There’s no mistaking that Alzheimer’s disease poses a major threat: Some 5.3 million Americans live with the disorder—a number likely to double over the next 20 years as baby boomers age.
Well aware of that, a team of Johns Hopkins psychiatrists has spent years teasing out which early patient symptoms foreshadow an Alzheimer’s diagnosis. Certain signs of functional loss (problems driving, forgetting to pay bills) or slips in cognition (word loss, forgetfulness) seem most reliable.
Now, growing evidence suggests that psychiatric (behavioral) symptoms can also be Alzheimer’s predictors. “For many years, we’ve been working backward—treating Alzheimer’s as a purely cognitive disease,” says Paul Rosenberg, associate director of the Johns Hopkins Memory and Alzheimer’s Treatment Center. “But behavioral changes can be widespread and disabling,” and pose the greatest challenge to caregivers.
“So, when I hear a spouse say, ‘My husband has never been a worrier, and now he frets over everything,’ or, ‘He used to be interested in everything and now has no get-up-and-go,’ I have good reason to think Alzheimer’s is involved.”
The scenario is common enough that Johns Hopkins scientists, working with an international consortium, have coined the term “mild behavioral impairment” (MBI) to describe neuropsychiatric symptoms that can accompany, and possibly even predate, Alzheimer’s cognitive lapses.
In recent clinical studies, Rosenberg, Memory Center Director Constantine Lyketsos and colleagues used the Neuropsychiatric Inventory Questionnaire to reveal trends in several psychiatric symptoms. For example, they found newly irritable or apathetic seniors 30 to 40 percent more likely to develop Alzheimer’s. “It wasn’t so surprising seeing MBI in people already mildly cognitively impaired,” says Rosenberg, “but that risk also applies to those who appear cognitively fine.”

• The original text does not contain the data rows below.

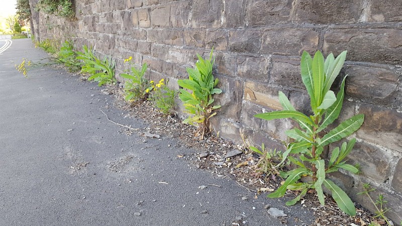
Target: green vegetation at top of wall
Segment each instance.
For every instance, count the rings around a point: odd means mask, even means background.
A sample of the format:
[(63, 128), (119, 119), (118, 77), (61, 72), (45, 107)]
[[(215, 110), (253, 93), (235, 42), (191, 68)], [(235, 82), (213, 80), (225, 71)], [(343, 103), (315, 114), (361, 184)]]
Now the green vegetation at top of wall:
[[(266, 120), (290, 118), (298, 123), (301, 129), (295, 128), (285, 132), (294, 141), (287, 145), (287, 150), (282, 156), (282, 163), (287, 158), (296, 168), (282, 172), (281, 176), (286, 180), (268, 197), (282, 197), (287, 189), (298, 191), (298, 195), (295, 198), (286, 202), (287, 205), (293, 205), (308, 190), (315, 189), (320, 202), (323, 205), (324, 185), (331, 191), (333, 198), (342, 211), (350, 215), (356, 215), (356, 208), (347, 194), (326, 178), (327, 174), (339, 169), (357, 173), (358, 170), (356, 167), (344, 161), (352, 151), (356, 139), (353, 138), (344, 142), (340, 149), (335, 148), (331, 152), (329, 162), (326, 162), (321, 158), (325, 148), (352, 134), (360, 127), (364, 118), (361, 114), (353, 116), (322, 135), (328, 125), (338, 119), (342, 108), (346, 77), (344, 78), (336, 96), (330, 89), (343, 65), (346, 56), (346, 51), (344, 51), (335, 59), (331, 53), (324, 60), (319, 51), (316, 53), (314, 59), (307, 52), (303, 52), (300, 65), (301, 78), (310, 96), (313, 115), (307, 116), (296, 111), (286, 96), (279, 91), (279, 100), (283, 110), (254, 116)], [(309, 176), (312, 179), (309, 182), (298, 182), (302, 176)]]
[(71, 0), (39, 0), (35, 10), (65, 18), (72, 18), (75, 15)]

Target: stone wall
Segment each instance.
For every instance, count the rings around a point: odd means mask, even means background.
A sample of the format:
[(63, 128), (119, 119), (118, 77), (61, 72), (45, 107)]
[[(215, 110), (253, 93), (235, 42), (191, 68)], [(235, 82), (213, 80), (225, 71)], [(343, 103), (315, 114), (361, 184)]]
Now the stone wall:
[[(73, 20), (35, 13), (36, 38), (71, 38), (78, 47), (94, 45), (98, 53), (112, 56), (118, 72), (127, 66), (123, 59), (132, 56), (136, 63), (148, 64), (149, 77), (167, 78), (176, 89), (196, 53), (207, 55), (214, 47), (215, 74), (224, 91), (217, 98), (222, 107), (213, 120), (215, 131), (238, 142), (243, 133), (269, 148), (283, 149), (283, 132), (294, 124), (253, 116), (281, 109), (279, 90), (309, 113), (299, 72), (302, 51), (337, 56), (348, 50), (341, 118), (366, 116), (354, 135), (358, 142), (349, 161), (360, 165), (363, 182), (385, 193), (389, 217), (397, 223), (402, 219), (400, 0), (76, 0), (74, 5)], [(355, 194), (361, 186), (356, 176), (332, 177), (373, 210)]]

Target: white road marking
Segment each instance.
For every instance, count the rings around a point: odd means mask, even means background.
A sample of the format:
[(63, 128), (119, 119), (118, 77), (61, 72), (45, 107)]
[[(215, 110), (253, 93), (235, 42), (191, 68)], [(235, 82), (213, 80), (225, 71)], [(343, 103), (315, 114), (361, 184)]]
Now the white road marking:
[(2, 48), (0, 48), (0, 54), (1, 54), (3, 52), (7, 50), (11, 46), (11, 44), (13, 43), (13, 41), (11, 40), (5, 40), (6, 44), (3, 45)]

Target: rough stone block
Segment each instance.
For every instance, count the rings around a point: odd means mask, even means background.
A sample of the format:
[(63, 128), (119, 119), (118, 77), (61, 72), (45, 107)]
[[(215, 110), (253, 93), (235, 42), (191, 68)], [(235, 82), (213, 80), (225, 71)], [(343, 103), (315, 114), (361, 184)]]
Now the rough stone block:
[(217, 50), (227, 50), (228, 36), (228, 33), (226, 31), (207, 31), (206, 38), (207, 48), (214, 47)]
[(250, 1), (247, 6), (246, 21), (250, 27), (267, 26), (285, 24), (291, 20), (291, 0), (257, 0)]
[(268, 80), (269, 59), (258, 56), (239, 56), (237, 58), (238, 76), (261, 81)]
[(369, 105), (362, 105), (359, 113), (365, 115), (356, 137), (402, 153), (402, 113)]
[(300, 58), (272, 58), (269, 83), (298, 89), (305, 89), (300, 74)]
[(240, 122), (244, 82), (222, 76), (216, 77), (219, 79), (217, 87), (222, 90), (222, 93), (214, 96), (214, 103), (222, 106), (217, 110), (220, 112), (219, 115), (225, 119)]
[(347, 60), (397, 64), (402, 62), (402, 30), (334, 29), (325, 33), (324, 54), (347, 50)]
[(219, 53), (215, 59), (218, 73), (231, 77), (236, 75), (237, 64), (237, 56), (233, 54)]
[(170, 22), (173, 28), (187, 28), (191, 5), (190, 1), (175, 2), (170, 5)]
[(141, 9), (138, 11), (138, 23), (140, 28), (151, 27), (151, 20), (148, 9)]
[(247, 81), (244, 85), (244, 99), (271, 109), (283, 110), (278, 98), (278, 90), (260, 82)]
[(207, 32), (186, 30), (183, 31), (184, 45), (195, 47), (205, 48)]
[[(338, 143), (340, 148), (342, 143)], [(336, 146), (331, 146), (331, 150)], [(391, 154), (373, 145), (363, 142), (356, 142), (353, 151), (348, 156), (348, 163), (352, 165), (358, 164), (362, 175), (378, 183), (383, 183), (390, 176)]]
[(246, 127), (264, 131), (269, 137), (277, 140), (285, 141), (285, 131), (293, 128), (288, 119), (266, 121), (254, 117), (257, 114), (272, 111), (270, 108), (248, 101), (243, 101), (242, 107), (242, 123)]
[(370, 22), (402, 21), (399, 0), (383, 0), (370, 2), (368, 21)]
[(310, 29), (273, 29), (264, 33), (260, 52), (267, 54), (301, 56), (318, 48), (320, 34)]
[(362, 10), (362, 0), (301, 0), (295, 5), (296, 20), (311, 24), (353, 24)]
[(192, 26), (194, 28), (221, 27), (223, 13), (223, 0), (193, 2), (191, 20)]
[(402, 159), (396, 164), (391, 184), (394, 190), (402, 194)]
[(240, 28), (246, 26), (246, 0), (226, 0), (224, 25), (228, 28)]
[(152, 44), (151, 47), (151, 55), (161, 60), (167, 60), (169, 53), (169, 47), (165, 45)]
[(397, 96), (401, 95), (397, 89), (400, 75), (394, 70), (348, 65), (345, 73), (349, 75), (346, 80), (346, 95), (385, 106), (400, 105), (400, 102), (395, 102)]
[(151, 43), (147, 42), (138, 42), (138, 52), (142, 54), (151, 54)]
[(258, 53), (262, 32), (260, 30), (236, 30), (229, 34), (229, 51), (240, 53)]
[(153, 28), (170, 27), (170, 6), (163, 5), (157, 6), (151, 12), (151, 26)]

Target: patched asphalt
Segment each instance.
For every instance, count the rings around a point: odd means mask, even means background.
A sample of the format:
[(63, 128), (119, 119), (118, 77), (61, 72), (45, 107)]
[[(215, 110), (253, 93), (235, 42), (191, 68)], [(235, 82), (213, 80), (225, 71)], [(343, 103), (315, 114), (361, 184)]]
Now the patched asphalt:
[(284, 210), (287, 225), (314, 220), (299, 203), (254, 199), (229, 177), (196, 169), (177, 157), (195, 151), (174, 139), (122, 133), (100, 109), (148, 126), (125, 117), (95, 83), (51, 67), (25, 78), (15, 65), (47, 55), (30, 39), (13, 42), (0, 55), (0, 225), (285, 225), (266, 204)]

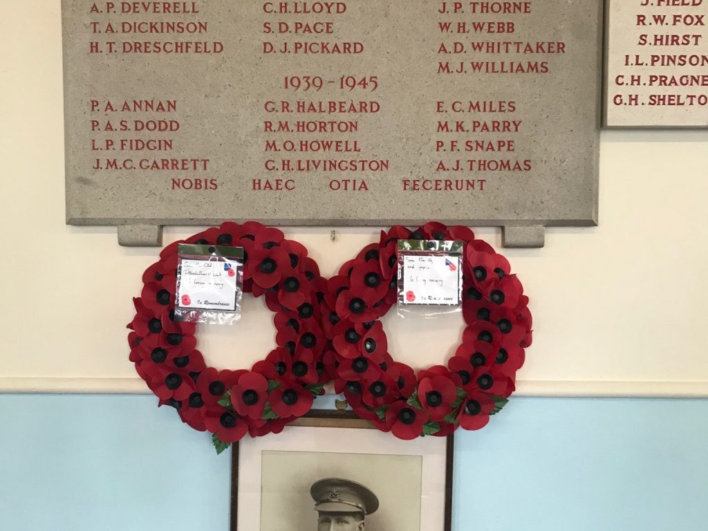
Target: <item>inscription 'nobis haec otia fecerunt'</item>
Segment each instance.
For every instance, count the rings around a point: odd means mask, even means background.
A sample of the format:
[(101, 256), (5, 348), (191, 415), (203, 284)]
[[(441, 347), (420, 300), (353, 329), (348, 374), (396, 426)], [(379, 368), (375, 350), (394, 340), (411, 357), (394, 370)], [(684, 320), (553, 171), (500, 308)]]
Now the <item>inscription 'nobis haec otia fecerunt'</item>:
[(67, 0), (67, 217), (594, 223), (601, 4)]

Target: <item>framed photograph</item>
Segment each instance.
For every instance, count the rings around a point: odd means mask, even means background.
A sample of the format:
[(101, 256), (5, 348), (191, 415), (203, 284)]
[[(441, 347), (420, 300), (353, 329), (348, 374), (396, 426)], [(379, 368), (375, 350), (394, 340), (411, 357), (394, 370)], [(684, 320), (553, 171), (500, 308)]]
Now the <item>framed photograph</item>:
[(452, 435), (399, 440), (339, 412), (233, 447), (232, 531), (450, 531)]

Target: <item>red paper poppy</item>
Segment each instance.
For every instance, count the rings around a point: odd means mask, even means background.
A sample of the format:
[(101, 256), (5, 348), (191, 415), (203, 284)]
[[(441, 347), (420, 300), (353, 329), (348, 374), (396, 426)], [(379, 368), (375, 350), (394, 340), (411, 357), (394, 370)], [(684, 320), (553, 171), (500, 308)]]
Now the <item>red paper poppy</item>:
[(274, 227), (262, 226), (256, 232), (254, 240), (256, 249), (269, 249), (279, 246), (285, 239), (282, 231)]
[(337, 297), (335, 309), (341, 319), (354, 323), (365, 323), (378, 317), (374, 304), (377, 302), (372, 293), (344, 290)]
[(350, 280), (352, 291), (362, 294), (367, 300), (380, 300), (389, 289), (378, 261), (367, 261), (363, 258), (354, 261)]
[(260, 419), (268, 398), (268, 380), (258, 372), (241, 375), (231, 389), (232, 405), (244, 417)]
[(402, 400), (394, 402), (386, 410), (386, 424), (391, 433), (405, 440), (420, 437), (428, 418), (427, 411), (409, 406)]
[(280, 247), (255, 249), (246, 264), (249, 278), (258, 287), (268, 290), (276, 285), (283, 274), (292, 270), (290, 258)]
[(295, 269), (282, 272), (278, 285), (278, 300), (288, 309), (297, 310), (305, 302), (312, 302), (312, 286), (304, 274)]
[(501, 396), (506, 392), (508, 382), (508, 378), (506, 376), (495, 376), (491, 370), (487, 370), (479, 375), (476, 375), (476, 377), (472, 379), (467, 388), (472, 391), (479, 391)]
[(500, 307), (493, 309), (489, 319), (501, 333), (502, 343), (507, 345), (519, 345), (529, 331), (508, 308)]
[(362, 324), (355, 324), (349, 319), (343, 319), (337, 322), (333, 330), (332, 345), (337, 354), (351, 358), (361, 355), (361, 340), (365, 333)]
[(418, 384), (418, 399), (430, 420), (440, 421), (452, 413), (452, 403), (457, 399), (457, 388), (445, 376), (425, 377)]
[(194, 382), (188, 376), (177, 372), (165, 375), (162, 372), (154, 375), (151, 389), (162, 400), (174, 399), (178, 401), (188, 398), (196, 390)]
[(201, 394), (205, 404), (212, 406), (234, 387), (239, 377), (245, 372), (245, 370), (218, 371), (210, 367), (202, 370), (197, 378), (197, 391)]
[(447, 227), (438, 222), (428, 222), (422, 227), (423, 234), (426, 239), (428, 240), (449, 240), (450, 232)]
[(489, 415), (494, 411), (494, 401), (484, 393), (470, 393), (462, 402), (457, 420), (465, 430), (479, 430), (489, 422)]
[(364, 404), (372, 409), (379, 408), (401, 396), (392, 372), (382, 371), (375, 379), (360, 382)]
[(210, 411), (204, 417), (204, 423), (212, 433), (223, 442), (241, 440), (249, 433), (249, 424), (233, 411), (221, 408)]
[(398, 371), (398, 379), (396, 384), (401, 396), (410, 396), (413, 389), (418, 385), (416, 372), (405, 363), (394, 362), (394, 365)]
[(270, 392), (270, 403), (273, 411), (281, 418), (299, 417), (312, 407), (314, 397), (309, 389), (287, 380), (280, 380), (280, 385)]
[(337, 367), (337, 375), (347, 382), (374, 381), (379, 378), (381, 372), (381, 367), (375, 361), (363, 355), (343, 358)]

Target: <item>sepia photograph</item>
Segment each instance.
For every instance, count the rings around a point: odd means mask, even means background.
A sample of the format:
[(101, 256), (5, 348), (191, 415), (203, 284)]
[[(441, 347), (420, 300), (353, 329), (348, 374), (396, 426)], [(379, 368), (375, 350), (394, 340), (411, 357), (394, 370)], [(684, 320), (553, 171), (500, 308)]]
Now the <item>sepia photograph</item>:
[(310, 426), (241, 441), (232, 529), (446, 531), (447, 442)]

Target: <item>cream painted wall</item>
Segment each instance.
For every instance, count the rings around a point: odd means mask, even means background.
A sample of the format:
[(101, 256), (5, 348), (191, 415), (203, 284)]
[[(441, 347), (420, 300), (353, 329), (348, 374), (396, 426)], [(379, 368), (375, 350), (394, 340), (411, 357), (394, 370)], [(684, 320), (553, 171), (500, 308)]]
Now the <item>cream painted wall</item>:
[[(119, 247), (114, 227), (64, 224), (59, 0), (4, 0), (0, 50), (0, 392), (145, 392), (125, 325), (158, 249)], [(550, 229), (542, 249), (502, 251), (535, 317), (519, 392), (708, 396), (708, 131), (603, 131), (600, 171), (599, 227)], [(331, 230), (285, 232), (325, 275), (376, 238), (337, 229), (333, 242)], [(167, 229), (164, 243), (195, 232)], [(498, 229), (476, 232), (499, 248)], [(274, 343), (270, 313), (246, 307), (236, 326), (200, 331), (213, 365), (246, 367)], [(392, 312), (392, 353), (442, 360), (461, 322), (435, 323), (451, 333), (440, 346)], [(236, 340), (249, 347), (232, 353)]]

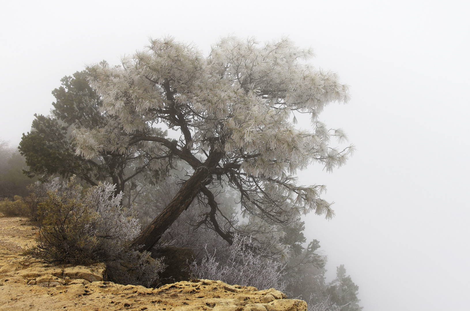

The biology underlying Alzheimer’s behavioral symptoms is far from clear. But, surely, damage to specific nerve circuits is involved. And they likely overlap other, better-known Alzheimer’s pathways, Rosenberg adds, such as those for salience—the ability to judge something’s importance.
As for therapy, present research hopes to shed light on how behavioral interventions work. For now, to alleviate symptoms, Rosenberg favors lifestyle changes, like stress reduction programs, yoga and exercise, over traditional psychiatric approaches.
Rosenberg’s “big-picture dream,” is to nail down who’s at risk for Alzheimer’s. “Our best chance of making a difference,” he says, “is to assess as early as possible.” The near future should bring far fewer expensive brain scans and pedigree searches. Instead, he says, “We expect to combine cognitive tests, gene assays and other low-tech ways to diagnose Alzheimer’s.”
Detecting mild behavioral impairment, of course, will be part of the mix.